Twelve years ago I participated in my first kidney
transplant from a living donor; the experience was nothing short of
extraordinary. And like the very act of donating an organ, the kidney
itself was hardly glamorous, demanding nothing in return for its
miraculous work. It was a sturdy organ — pink, firm as a small rubber
ball, and shaped much like the kidney beans you’d find at a restaurant
salad bar. Other than the vessels that emerged from the pucker on its
side, the kidney was smooth; its only bid for my attention came from a
translucent capsule that gave it an unmistakable sheen under the
operating room lights.
I watched the “bean,” as it is sometimes
lovingly called by transplant surgeons, go from brother to sister. In
one operating room, a brother lay sideways on a table, split along the
flank to expose his healthy kidney. In the operating room next door was
his sister. Another team of surgeons had made an incision the shape of
a hockey stick over her right hip and had created a small “pocket” in
her pelvis just large enough to hold a functioning kidney.
As
with other living donor transplants I would witness in the future, the
brother’s kidney began to function in his sister’s body within minutes
of connecting the vessels. Clear yellow fluid squirted out against our
instruments as we tried to suture the ureter to the bladder.
It was, I remember thinking that morning, a gift of life.
But it’s a gift, according to some, that can be assessed for as much as $1.5 million or as little as $20,000 or less.
Since
the 1984 passage of the National Organ Transplant Act, or NOTA, it has
been illegal to buy and sell organs. Nonetheless, there was no
mistaking the assumption underlying the coverage of the Batista case:
an organ is a commodity.
It is hardly headline news anymore that
kidneys and livers are available for a price. But what has been
particularly worrisome about the Batista case is the ease with which
that topic has gone from black market alleyways to local courthouses
and national media. What should have been outrage over putting a dollar
value on a human organ became curiosity over the accusations and the
pictures of those involved. Many of us reading, listening to and even
writing about the story — myself included — accepted the premise long
enough to wonder how Dr. Batista and his “medical expert” came up with
that high a figure or if it was even physiologically possible for him
to take back the kidney.
In the 25 years since NOTA was passed,
all of us, doctor and patient, have become more comfortable with
money’s role in medicine. It is routine now to assess the quality of
health care by parameters like cost containment, increased efficiency
and relative value units, or R.V.U.’s (the widget-equivalent of a
doctor’s time and effort).

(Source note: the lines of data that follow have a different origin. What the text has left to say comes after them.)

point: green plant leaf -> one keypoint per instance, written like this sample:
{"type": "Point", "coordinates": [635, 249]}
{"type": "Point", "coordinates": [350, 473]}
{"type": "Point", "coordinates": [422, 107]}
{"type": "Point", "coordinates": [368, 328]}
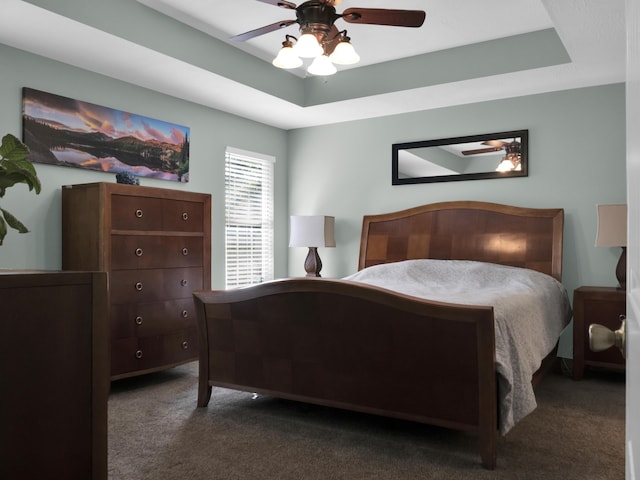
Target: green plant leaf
{"type": "Point", "coordinates": [14, 222]}
{"type": "Point", "coordinates": [3, 229]}
{"type": "Point", "coordinates": [15, 168]}
{"type": "Point", "coordinates": [13, 149]}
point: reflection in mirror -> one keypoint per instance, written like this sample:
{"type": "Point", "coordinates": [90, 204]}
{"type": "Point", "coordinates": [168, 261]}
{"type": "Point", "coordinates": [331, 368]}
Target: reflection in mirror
{"type": "Point", "coordinates": [494, 155]}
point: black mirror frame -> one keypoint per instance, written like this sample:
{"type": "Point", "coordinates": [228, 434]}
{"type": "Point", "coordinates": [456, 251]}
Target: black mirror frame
{"type": "Point", "coordinates": [524, 154]}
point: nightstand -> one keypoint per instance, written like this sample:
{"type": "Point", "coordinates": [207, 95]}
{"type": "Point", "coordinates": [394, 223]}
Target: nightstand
{"type": "Point", "coordinates": [603, 305]}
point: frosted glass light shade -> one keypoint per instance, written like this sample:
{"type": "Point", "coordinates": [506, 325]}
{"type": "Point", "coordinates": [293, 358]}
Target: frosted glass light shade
{"type": "Point", "coordinates": [312, 231]}
{"type": "Point", "coordinates": [612, 226]}
{"type": "Point", "coordinates": [322, 66]}
{"type": "Point", "coordinates": [287, 58]}
{"type": "Point", "coordinates": [307, 46]}
{"type": "Point", "coordinates": [344, 54]}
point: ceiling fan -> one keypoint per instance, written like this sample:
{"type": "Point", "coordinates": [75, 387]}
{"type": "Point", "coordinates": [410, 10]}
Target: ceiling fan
{"type": "Point", "coordinates": [320, 38]}
{"type": "Point", "coordinates": [495, 146]}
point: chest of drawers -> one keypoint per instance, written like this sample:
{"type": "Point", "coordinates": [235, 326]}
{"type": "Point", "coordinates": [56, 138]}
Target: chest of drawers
{"type": "Point", "coordinates": [155, 244]}
{"type": "Point", "coordinates": [54, 377]}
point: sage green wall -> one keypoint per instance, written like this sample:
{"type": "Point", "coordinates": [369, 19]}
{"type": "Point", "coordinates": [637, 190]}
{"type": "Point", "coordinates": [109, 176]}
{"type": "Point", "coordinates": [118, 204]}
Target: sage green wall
{"type": "Point", "coordinates": [211, 132]}
{"type": "Point", "coordinates": [576, 160]}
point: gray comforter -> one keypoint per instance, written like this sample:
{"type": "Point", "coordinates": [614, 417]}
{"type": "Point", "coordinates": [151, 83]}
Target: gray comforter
{"type": "Point", "coordinates": [531, 310]}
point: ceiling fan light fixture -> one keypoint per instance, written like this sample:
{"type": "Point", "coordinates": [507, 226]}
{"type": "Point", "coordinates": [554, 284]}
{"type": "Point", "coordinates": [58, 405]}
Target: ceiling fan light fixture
{"type": "Point", "coordinates": [307, 46]}
{"type": "Point", "coordinates": [344, 53]}
{"type": "Point", "coordinates": [287, 57]}
{"type": "Point", "coordinates": [322, 66]}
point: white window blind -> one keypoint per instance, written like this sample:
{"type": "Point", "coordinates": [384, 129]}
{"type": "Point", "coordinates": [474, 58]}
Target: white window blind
{"type": "Point", "coordinates": [248, 218]}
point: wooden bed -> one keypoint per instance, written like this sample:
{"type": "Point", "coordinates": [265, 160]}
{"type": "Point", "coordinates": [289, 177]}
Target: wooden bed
{"type": "Point", "coordinates": [359, 347]}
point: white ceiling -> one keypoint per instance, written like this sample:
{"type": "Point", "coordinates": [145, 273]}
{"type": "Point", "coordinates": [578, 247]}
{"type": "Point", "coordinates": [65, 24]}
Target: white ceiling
{"type": "Point", "coordinates": [592, 32]}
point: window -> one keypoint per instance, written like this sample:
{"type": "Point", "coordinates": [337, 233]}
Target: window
{"type": "Point", "coordinates": [248, 218]}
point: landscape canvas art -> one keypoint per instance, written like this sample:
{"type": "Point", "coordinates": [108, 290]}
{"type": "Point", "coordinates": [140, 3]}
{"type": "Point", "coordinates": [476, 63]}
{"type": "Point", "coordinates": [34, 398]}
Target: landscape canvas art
{"type": "Point", "coordinates": [67, 132]}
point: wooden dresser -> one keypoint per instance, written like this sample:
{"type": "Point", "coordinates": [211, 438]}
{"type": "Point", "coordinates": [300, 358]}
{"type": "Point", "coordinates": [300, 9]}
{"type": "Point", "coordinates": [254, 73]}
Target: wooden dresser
{"type": "Point", "coordinates": [155, 244]}
{"type": "Point", "coordinates": [54, 375]}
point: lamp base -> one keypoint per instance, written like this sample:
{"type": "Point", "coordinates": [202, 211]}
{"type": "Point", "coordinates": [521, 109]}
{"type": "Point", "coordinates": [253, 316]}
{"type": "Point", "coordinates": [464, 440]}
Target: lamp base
{"type": "Point", "coordinates": [621, 269]}
{"type": "Point", "coordinates": [312, 263]}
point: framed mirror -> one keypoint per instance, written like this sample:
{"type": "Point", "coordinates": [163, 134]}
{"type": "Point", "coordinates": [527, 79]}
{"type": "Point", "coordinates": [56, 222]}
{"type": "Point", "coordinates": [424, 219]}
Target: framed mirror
{"type": "Point", "coordinates": [475, 157]}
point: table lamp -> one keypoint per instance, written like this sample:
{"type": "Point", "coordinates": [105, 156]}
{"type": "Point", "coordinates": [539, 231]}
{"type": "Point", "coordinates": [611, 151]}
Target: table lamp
{"type": "Point", "coordinates": [312, 231]}
{"type": "Point", "coordinates": [612, 232]}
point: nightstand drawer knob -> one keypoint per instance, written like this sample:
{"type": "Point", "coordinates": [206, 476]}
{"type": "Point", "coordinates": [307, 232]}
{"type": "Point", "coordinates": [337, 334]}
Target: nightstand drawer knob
{"type": "Point", "coordinates": [601, 338]}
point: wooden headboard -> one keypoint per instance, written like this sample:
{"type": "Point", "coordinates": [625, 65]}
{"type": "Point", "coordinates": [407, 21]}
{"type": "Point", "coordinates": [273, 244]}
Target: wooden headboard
{"type": "Point", "coordinates": [467, 230]}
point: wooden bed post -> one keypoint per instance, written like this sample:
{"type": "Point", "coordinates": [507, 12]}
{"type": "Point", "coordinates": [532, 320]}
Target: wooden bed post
{"type": "Point", "coordinates": [488, 394]}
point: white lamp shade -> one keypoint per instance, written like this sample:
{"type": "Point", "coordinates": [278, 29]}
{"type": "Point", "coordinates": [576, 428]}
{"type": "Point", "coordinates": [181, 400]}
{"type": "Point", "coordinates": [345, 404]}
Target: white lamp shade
{"type": "Point", "coordinates": [312, 231]}
{"type": "Point", "coordinates": [612, 226]}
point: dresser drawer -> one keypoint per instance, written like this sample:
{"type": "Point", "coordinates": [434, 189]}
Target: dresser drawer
{"type": "Point", "coordinates": [151, 251]}
{"type": "Point", "coordinates": [149, 319]}
{"type": "Point", "coordinates": [153, 285]}
{"type": "Point", "coordinates": [140, 354]}
{"type": "Point", "coordinates": [131, 212]}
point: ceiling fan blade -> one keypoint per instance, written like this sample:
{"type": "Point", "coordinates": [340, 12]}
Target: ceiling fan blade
{"type": "Point", "coordinates": [382, 16]}
{"type": "Point", "coordinates": [333, 39]}
{"type": "Point", "coordinates": [495, 143]}
{"type": "Point", "coordinates": [262, 30]}
{"type": "Point", "coordinates": [481, 150]}
{"type": "Point", "coordinates": [280, 3]}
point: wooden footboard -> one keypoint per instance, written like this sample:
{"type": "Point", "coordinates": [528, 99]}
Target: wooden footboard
{"type": "Point", "coordinates": [353, 346]}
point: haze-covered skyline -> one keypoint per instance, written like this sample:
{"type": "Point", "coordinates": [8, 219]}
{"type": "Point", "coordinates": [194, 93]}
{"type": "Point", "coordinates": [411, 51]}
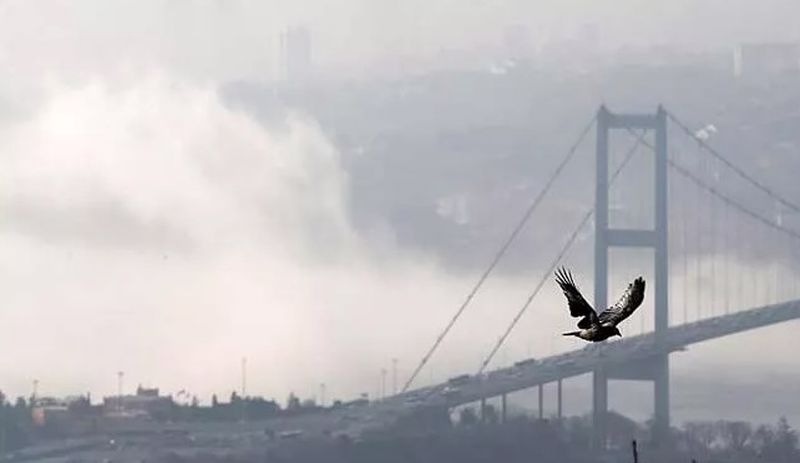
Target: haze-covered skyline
{"type": "Point", "coordinates": [153, 224]}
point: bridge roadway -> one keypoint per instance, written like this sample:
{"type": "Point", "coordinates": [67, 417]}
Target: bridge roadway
{"type": "Point", "coordinates": [612, 355]}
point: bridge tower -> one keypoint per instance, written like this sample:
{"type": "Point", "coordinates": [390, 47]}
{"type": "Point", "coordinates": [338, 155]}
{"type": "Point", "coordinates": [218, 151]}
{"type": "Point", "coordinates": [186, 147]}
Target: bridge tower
{"type": "Point", "coordinates": [654, 369]}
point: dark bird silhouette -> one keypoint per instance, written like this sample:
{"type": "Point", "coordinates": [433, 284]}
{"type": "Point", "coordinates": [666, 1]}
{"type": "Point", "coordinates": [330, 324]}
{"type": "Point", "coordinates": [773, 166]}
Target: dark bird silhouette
{"type": "Point", "coordinates": [594, 327]}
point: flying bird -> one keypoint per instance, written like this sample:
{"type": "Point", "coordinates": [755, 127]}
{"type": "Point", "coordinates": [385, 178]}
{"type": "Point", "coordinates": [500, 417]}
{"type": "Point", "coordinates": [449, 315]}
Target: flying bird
{"type": "Point", "coordinates": [594, 327]}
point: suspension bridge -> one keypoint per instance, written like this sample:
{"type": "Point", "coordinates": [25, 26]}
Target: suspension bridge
{"type": "Point", "coordinates": [706, 210]}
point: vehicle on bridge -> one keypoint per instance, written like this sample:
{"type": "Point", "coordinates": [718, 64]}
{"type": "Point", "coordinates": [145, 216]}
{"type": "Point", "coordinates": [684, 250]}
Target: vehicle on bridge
{"type": "Point", "coordinates": [450, 391]}
{"type": "Point", "coordinates": [526, 362]}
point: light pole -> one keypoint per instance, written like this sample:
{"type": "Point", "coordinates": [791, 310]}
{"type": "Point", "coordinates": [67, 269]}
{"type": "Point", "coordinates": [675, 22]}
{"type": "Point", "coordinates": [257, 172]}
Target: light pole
{"type": "Point", "coordinates": [394, 376]}
{"type": "Point", "coordinates": [383, 383]}
{"type": "Point", "coordinates": [244, 388]}
{"type": "Point", "coordinates": [35, 391]}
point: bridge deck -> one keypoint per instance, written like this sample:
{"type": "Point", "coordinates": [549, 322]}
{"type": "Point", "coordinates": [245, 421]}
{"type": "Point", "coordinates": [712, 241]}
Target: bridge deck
{"type": "Point", "coordinates": [624, 352]}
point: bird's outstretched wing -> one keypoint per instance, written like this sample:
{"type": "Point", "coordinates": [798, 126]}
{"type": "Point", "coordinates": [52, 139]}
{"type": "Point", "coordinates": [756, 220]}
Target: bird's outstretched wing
{"type": "Point", "coordinates": [578, 307]}
{"type": "Point", "coordinates": [626, 305]}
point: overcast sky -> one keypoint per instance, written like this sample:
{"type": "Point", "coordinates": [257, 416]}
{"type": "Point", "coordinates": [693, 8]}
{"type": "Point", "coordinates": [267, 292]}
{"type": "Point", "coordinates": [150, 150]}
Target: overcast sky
{"type": "Point", "coordinates": [147, 227]}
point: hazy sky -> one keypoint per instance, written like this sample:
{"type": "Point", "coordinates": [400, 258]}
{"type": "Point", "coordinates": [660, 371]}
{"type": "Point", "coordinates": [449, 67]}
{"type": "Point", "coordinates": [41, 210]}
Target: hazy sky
{"type": "Point", "coordinates": [147, 227]}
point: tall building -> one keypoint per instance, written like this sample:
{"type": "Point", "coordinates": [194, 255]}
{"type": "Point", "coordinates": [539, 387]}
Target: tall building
{"type": "Point", "coordinates": [295, 54]}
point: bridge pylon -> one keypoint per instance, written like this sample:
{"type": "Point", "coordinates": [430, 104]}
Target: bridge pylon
{"type": "Point", "coordinates": [656, 369]}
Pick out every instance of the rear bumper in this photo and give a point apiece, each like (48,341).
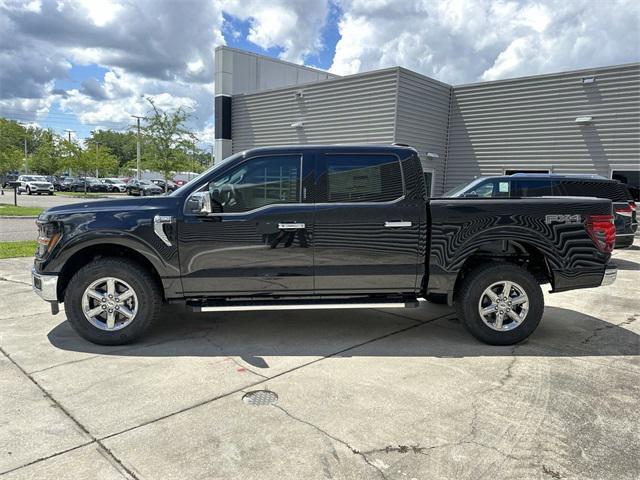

Increasingly, we refer to patients as
“clients” and “cases,” to doctors and clinicians as “service
providers,” and to the very act of giving care as a commodity that can
be graded, rated and quantified.
There’s no question that some of
these business metrics are good for medicine and for patient care. But
perhaps, as the Batista case has revealed, we have become so
comfortable with money in medicine that we have downgraded once
horrifying taboos to fodder for entertaining chatter and calculations.
In
order to restore medicine’s compassion, doctors and patients need to
reestablish the balance between cost containment and compassionate
care, profit-and-loss tabulations and patient-centered partnerships. We
need to give money its proper due but remember that our work, and our
worth, is and can be more than the monetary sum of parts. We need to
begin, as the Batista case has shown us, by looking critically at our
own assumptions about what we value and how we value it. Or else we
risk putting even our most priceless gifts at peril.